00:03:20.810 --> 00:03:30.370
Looking back at the information we’ve been given, we see that we’ve been told the two temperatures as well as the initial volume 𝑉 one, but we’re not told anything about the specific values of 𝑃 one and 𝑃 two.
00:03:30.530 --> 00:03:38.470
However, we are told that the lid in our cylinder did rise enough so that the pressure in the cylinder at the end was the same as it was at the beginning.
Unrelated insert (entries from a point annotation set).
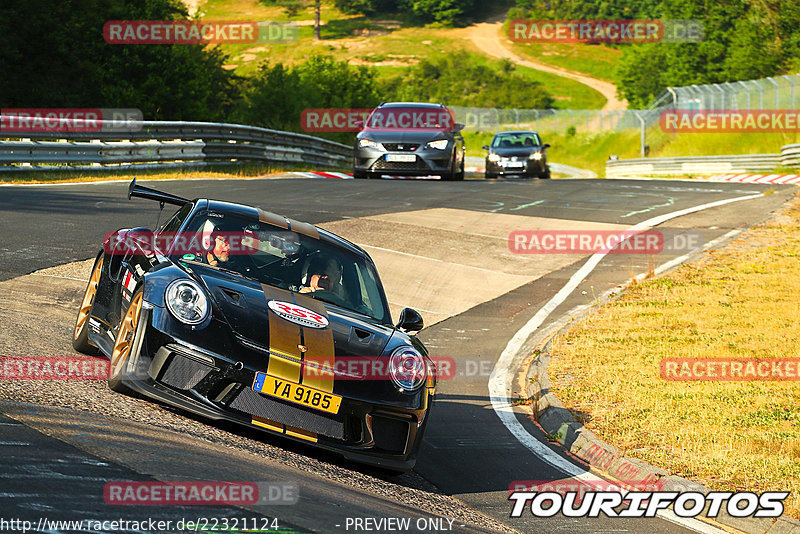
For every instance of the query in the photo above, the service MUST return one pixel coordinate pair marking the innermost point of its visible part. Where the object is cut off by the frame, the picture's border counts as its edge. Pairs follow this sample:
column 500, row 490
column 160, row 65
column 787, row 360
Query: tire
column 460, row 174
column 80, row 333
column 124, row 341
column 451, row 174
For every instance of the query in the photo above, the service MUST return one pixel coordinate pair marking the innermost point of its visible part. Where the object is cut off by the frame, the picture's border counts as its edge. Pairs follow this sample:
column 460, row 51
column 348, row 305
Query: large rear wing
column 141, row 191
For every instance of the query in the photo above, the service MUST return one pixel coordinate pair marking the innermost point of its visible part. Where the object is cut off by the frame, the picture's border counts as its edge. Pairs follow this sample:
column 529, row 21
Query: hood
column 515, row 151
column 244, row 305
column 404, row 136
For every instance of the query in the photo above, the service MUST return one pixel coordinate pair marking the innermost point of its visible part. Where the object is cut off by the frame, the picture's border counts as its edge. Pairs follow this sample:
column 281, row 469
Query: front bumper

00:03:38.720 --> 00:03:42.810
That is, the pressures were equalized so that 𝑃 one is equal to 𝑃 two.
00:03:43.050 --> 00:03:48.720
So, whatever is the particular value of these pressures, they’re the same, and therefore their ratio is equal to one.
00:03:49.020 --> 00:03:53.890
Our equation for 𝑉 two then simplifies to 𝑉 one times 𝑇 two divided by 𝑇 one.
00:03:54.100 --> 00:04:02.340
To carry out this final calculation, let’s clear some space at the top of our screen and then substitute in our values for 𝑉 one, 𝑇 two, and 𝑇 one.
00:04:02.800 --> 00:04:05.770
Notice that both of our temperatures are expressed in kelvin.
00:04:05.910 --> 00:04:10.010
Therefore, these units will cancel out, and we’ll be left with final units of meters cubed.
00:04:10.390 --> 00:04:15.190
Rounding this result to three decimal places, we get 0.032 cubic meters.
00:04:15.230 --> 00:04:19.410
This is the final volume of our gas after it’s expanded to equalize pressures.
00:04:19.650 --> 00:04:22.390
And note that this volume is indeed larger than 𝑉 one.